Video games have jumped into the mainstream recently, with competitive esports carving out a legitimate piece of the entertainment industry. We spoke to IGN’s Jessica Chobot about what has drawn her to the gaming industry and where she sees it heading.
When did your interest in gaming first take off? Did that help shape where you wanted your career to go?
My interest in gaming took off when I was around 7 years old. We had an Atari 2600 at the time and I remember sitting down with my dad to play baseball, River Raid, Pitfall, and Riddle of the Sphinx.
I think gaming really ended up making a big impression on me because it was something my dad and I could do together and that meant a lot to me as a 7-year-old.
That said, that time in my life didn’t necessarily shape what I wanted for a career but it’s definitely a memory that has helped spur me on throughout it.
Are there any pieces of gaming equipment that are must-have for when you play?
A comfortable couch or chair! It’s not usually considered a high priority but, to me, it is so important.
It’s very easy to lose track of how much time you’ve been sitting in one spot, in one position, while playing a game. Without a comfortable place to park yourself, you could actually do some damage to your body over time. Whether it ends up as poor posture, carpal tunnel, a bad neck, etc., all those things can add up, and before you know it you’re going to a chiropractor or physician for help.
What are some of your favorite games to play? Are you more of a casual gamer or very competitive?
This is always such a hard question to answer because I love a bunch of different gaming titles and genres for a bunch of different reasons.
Off the top of my head, some of my favorite games over the last couple of years have been Legend of Zelda: Breath of the Wild, Assassins Creed: Odyssey, Stardew Valley, Witcher 3, Fallout 4, and Minecraft. I certainly lean into the RPG/Action-RPG types of titles more often than not.

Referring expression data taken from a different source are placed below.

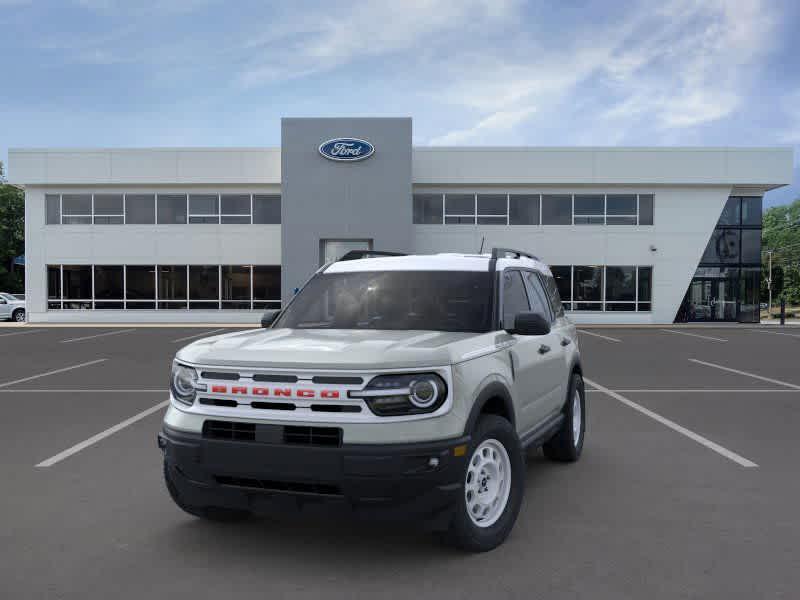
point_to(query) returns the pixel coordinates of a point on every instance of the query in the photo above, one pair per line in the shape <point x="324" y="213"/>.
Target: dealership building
<point x="633" y="235"/>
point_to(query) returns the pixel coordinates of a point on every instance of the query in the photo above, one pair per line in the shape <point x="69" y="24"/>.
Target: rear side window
<point x="552" y="292"/>
<point x="515" y="299"/>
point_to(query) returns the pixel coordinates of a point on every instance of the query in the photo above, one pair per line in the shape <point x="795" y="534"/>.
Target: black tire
<point x="463" y="532"/>
<point x="563" y="446"/>
<point x="211" y="513"/>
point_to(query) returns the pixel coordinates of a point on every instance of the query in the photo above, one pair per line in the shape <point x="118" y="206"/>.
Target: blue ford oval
<point x="346" y="149"/>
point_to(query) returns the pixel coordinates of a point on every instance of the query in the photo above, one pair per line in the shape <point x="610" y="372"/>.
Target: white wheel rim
<point x="576" y="417"/>
<point x="488" y="483"/>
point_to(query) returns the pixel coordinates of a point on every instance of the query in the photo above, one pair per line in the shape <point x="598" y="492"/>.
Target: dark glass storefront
<point x="726" y="284"/>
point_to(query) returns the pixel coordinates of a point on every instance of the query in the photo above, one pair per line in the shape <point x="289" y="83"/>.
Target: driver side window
<point x="515" y="298"/>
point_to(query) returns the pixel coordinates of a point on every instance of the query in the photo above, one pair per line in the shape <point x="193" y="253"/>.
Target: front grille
<point x="295" y="487"/>
<point x="312" y="436"/>
<point x="229" y="430"/>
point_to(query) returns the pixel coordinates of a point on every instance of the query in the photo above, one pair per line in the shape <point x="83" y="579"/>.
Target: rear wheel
<point x="211" y="513"/>
<point x="493" y="487"/>
<point x="567" y="444"/>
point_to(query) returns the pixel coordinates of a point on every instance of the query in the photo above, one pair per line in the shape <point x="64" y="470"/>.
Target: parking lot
<point x="687" y="487"/>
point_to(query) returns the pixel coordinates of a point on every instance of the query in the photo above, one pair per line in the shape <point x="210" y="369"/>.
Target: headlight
<point x="406" y="394"/>
<point x="183" y="383"/>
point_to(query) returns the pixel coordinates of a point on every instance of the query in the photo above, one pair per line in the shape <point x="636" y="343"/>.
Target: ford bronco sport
<point x="391" y="385"/>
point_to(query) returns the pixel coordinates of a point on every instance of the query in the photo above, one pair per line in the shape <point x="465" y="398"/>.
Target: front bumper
<point x="394" y="481"/>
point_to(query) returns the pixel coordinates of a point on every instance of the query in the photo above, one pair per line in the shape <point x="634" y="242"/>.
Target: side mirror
<point x="530" y="323"/>
<point x="268" y="318"/>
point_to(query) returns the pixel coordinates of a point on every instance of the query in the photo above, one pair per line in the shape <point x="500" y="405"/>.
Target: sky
<point x="107" y="73"/>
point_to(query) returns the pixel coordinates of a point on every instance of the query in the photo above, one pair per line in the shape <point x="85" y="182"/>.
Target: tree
<point x="12" y="235"/>
<point x="781" y="234"/>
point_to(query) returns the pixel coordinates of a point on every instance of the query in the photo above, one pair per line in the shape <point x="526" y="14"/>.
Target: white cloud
<point x="496" y="122"/>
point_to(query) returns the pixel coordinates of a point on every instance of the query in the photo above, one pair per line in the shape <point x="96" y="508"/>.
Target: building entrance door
<point x="711" y="300"/>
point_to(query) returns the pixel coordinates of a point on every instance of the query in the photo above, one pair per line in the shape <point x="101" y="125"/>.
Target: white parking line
<point x="701" y="391"/>
<point x="24" y="379"/>
<point x="740" y="460"/>
<point x="746" y="374"/>
<point x="705" y="337"/>
<point x="100" y="436"/>
<point x="775" y="332"/>
<point x="605" y="337"/>
<point x="22" y="332"/>
<point x="45" y="391"/>
<point x="91" y="337"/>
<point x="191" y="337"/>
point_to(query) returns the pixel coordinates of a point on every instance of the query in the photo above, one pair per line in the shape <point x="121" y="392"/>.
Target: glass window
<point x="537" y="297"/>
<point x="108" y="282"/>
<point x="621" y="284"/>
<point x="751" y="211"/>
<point x="203" y="286"/>
<point x="266" y="209"/>
<point x="53" y="209"/>
<point x="723" y="247"/>
<point x="557" y="209"/>
<point x="266" y="286"/>
<point x="172" y="286"/>
<point x="459" y="209"/>
<point x="563" y="279"/>
<point x="140" y="282"/>
<point x="428" y="209"/>
<point x="203" y="208"/>
<point x="515" y="299"/>
<point x="140" y="209"/>
<point x="589" y="209"/>
<point x="77" y="281"/>
<point x="76" y="209"/>
<point x="621" y="204"/>
<point x="646" y="209"/>
<point x="404" y="300"/>
<point x="171" y="209"/>
<point x="492" y="209"/>
<point x="749" y="294"/>
<point x="588" y="287"/>
<point x="751" y="246"/>
<point x="236" y="287"/>
<point x="523" y="209"/>
<point x="53" y="282"/>
<point x="235" y="208"/>
<point x="731" y="212"/>
<point x="645" y="286"/>
<point x="556" y="305"/>
<point x="108" y="209"/>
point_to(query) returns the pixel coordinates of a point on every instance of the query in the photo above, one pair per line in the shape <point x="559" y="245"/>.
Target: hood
<point x="326" y="349"/>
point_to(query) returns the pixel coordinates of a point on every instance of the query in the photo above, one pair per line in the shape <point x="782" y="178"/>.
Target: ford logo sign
<point x="346" y="149"/>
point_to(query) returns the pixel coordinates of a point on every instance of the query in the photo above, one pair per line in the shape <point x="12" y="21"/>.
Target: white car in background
<point x="12" y="308"/>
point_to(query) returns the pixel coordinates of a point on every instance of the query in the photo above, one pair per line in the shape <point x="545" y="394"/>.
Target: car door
<point x="556" y="366"/>
<point x="531" y="356"/>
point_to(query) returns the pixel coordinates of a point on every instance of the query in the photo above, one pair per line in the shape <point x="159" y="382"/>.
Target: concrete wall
<point x="325" y="199"/>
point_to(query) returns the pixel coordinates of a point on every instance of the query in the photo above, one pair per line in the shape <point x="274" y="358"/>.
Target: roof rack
<point x="358" y="254"/>
<point x="502" y="252"/>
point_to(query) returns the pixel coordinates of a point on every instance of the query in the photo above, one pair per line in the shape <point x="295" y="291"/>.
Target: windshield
<point x="429" y="300"/>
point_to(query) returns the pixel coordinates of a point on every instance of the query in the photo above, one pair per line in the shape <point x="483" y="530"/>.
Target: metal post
<point x="769" y="286"/>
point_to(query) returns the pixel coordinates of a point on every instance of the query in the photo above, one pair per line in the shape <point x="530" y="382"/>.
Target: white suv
<point x="393" y="386"/>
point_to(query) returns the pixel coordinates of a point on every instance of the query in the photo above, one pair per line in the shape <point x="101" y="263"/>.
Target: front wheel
<point x="494" y="482"/>
<point x="567" y="444"/>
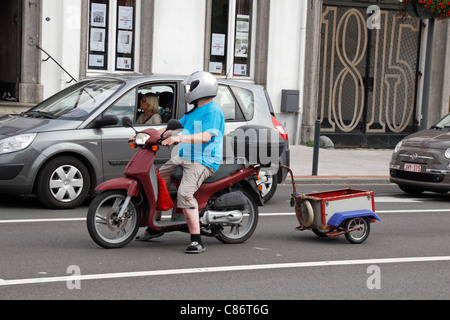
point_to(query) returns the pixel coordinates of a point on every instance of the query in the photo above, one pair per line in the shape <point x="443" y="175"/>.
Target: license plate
<point x="413" y="167"/>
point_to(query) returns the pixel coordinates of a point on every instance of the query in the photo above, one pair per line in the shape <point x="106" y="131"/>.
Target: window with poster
<point x="112" y="35"/>
<point x="232" y="38"/>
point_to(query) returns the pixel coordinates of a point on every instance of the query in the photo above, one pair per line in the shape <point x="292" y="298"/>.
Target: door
<point x="10" y="49"/>
<point x="368" y="76"/>
<point x="115" y="148"/>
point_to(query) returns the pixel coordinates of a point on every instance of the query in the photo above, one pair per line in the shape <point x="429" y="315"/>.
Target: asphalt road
<point x="406" y="256"/>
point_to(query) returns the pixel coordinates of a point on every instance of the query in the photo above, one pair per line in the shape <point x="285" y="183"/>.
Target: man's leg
<point x="193" y="177"/>
<point x="165" y="171"/>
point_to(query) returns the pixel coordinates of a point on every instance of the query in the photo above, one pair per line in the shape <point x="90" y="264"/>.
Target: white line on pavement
<point x="221" y="269"/>
<point x="267" y="214"/>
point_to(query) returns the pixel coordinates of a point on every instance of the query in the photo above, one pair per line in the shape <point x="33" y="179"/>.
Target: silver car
<point x="421" y="161"/>
<point x="64" y="147"/>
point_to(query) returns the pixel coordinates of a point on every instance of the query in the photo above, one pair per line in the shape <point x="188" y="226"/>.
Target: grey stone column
<point x="30" y="88"/>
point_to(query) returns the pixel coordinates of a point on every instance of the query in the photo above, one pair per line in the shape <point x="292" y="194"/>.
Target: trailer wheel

As for what type of gamer label I am, I would say I’m more of a casual gamer. For me, gaming is a way to escape into another world, another life, and another experience. It’s my stress reliever.
That’s not to say an occasional competitive streak doesn’t rear its head once in a while — I’ve played plenty of multiplayer and co-op games where I’m keeping tabs on other’s rankings. It’s just that those titles usually aren’t my default “go-to” gameplay.
What are your thoughts on the eSports industry and how fast it’s grown?
I don’t know if it’s grown all that fast. At least not here in the United States
In my opinion, different iterations of esports have been lurking in the background since the 1980s, with video game competitions and TV shows like Starcade. It just seems like it’s blowing up now because, for those of us here in the States, esports is finally getting some mainstream attention.
High-profile investors and big name company sponsorships are pumping significant money into events, teams, prize money, and training facilities, and the audiences have proven that this is what they want to see and they’re willing to show up.
It has been very fun watching esports finally begin to flourish as a result of that support.
From your point of view, are there any misconceptions about the industry?
If we’re still focusing on esports, I would say a common misconception folks unfamiliar with esports may have would be that it is a flash-in-the-pan trend. That it’s “only video games” and therefore isn’t taken seriously, or given the respect it deserves.
I think it’s perfectly acceptable to carve out a space for esports. There is a lot of concentration, practice, endurance, communication, and problem-solving skills that occur at the level that these teams and individuals are playing. There’s nothing wrong in admiring and enjoying the entertainment that esports brings.
Do you think esports is helping the social aspect of gaming, encouraging players of different backgrounds/genders to play?
Esports definitely seems to be moving in the right directions to make those goals happen, and I look forward to seeing more people across all different backgrounds and genders getting involved, joining teams, competing, and moving the sport forward for many decades to come.